Research talk:Automated classification of draft quality/Work log/2016-09-26

Monday, September 26, 2016[edit]

I've finally got some time to look at this problem. My goal today is to run a few queries that will allow me to extract a random sample of article creations from a recent time period (this year?) with labels for spam, vandalism, or "other". I'll focus on English Wikipedia for now. I'll be using the deletion log to get the sample of bad pages. We'll need to figure out some page_id bounds for gathering a sample of good pages too.
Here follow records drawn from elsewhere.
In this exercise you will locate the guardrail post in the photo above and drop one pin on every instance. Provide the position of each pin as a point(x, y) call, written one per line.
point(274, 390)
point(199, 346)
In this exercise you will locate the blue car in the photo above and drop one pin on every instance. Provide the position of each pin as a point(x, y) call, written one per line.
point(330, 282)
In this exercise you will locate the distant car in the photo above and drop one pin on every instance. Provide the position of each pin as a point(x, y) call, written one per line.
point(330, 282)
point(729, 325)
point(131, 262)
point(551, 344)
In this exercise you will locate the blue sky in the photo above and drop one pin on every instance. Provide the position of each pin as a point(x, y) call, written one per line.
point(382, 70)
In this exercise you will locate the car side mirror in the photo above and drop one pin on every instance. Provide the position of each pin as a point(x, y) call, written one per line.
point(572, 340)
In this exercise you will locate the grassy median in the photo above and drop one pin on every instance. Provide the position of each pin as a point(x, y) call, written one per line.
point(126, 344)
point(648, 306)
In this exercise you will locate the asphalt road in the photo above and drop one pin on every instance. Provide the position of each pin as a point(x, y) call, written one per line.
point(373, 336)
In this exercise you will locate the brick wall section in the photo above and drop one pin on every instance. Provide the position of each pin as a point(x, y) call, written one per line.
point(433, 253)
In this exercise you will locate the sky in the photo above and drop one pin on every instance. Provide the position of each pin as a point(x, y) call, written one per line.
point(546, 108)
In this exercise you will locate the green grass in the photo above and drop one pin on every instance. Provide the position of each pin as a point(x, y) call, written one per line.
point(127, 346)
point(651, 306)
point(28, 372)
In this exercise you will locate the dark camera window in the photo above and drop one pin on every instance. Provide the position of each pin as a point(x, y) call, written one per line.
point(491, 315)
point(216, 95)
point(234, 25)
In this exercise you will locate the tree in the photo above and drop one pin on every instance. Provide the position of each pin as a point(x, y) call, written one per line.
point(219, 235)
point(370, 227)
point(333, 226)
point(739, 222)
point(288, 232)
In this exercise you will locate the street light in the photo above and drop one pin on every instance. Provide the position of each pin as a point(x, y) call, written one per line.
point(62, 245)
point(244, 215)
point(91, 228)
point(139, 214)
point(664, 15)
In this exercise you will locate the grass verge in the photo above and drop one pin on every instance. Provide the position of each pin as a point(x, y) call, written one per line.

First things first, how do we find the bad page creations?

Query: https://quarry.wmflabs.org/query/12780 Referencing: en:Wikipedia:Criteria_for_speedy_deletion

I think we're generally interested in:

WP:CSD#G3 -- Pure vandalism and blatant hoaxes
WP:CSD#G10 -- Pages that disparage, threaten or harass
WP:CSD#G11 -- Unambiguous advertising
WP:CSD#A11 -- Obviously invented

With this query, we get 52810 results which is a pretty good set of "positive" examples:

SELECT log_id, log_title, log_comment, log_namespace 
FROM logging 
WHERE 
    log_type = "delete" AND 
    log_action = "delete" AND 
    log_timestamp BETWEEN "20150901" AND "20160901" AND
    log_comment LIKE "[[WP:CSD#%" AND 
    log_comment REGEXP "WP:CSD#(G3|G10|G11|A11)\\|";

So that seems to work nicely. Now we need a sample of articles that were deleted for innocuous reasons and articles that weren't deleted at all. --EpochFail (talk) 22:28, 26 September 2016 (UTC)[reply]

Oooh. I made a table of deletion reasons we get in this set with this query: https://quarry.wmflabs.org/query/12782

deletion_reason	COUNT(*)
attack	3427
hoax	2132
spam	42498
vandalism	10144

--EpochFail (talk) 22:29, 26 September 2016 (UTC)[reply]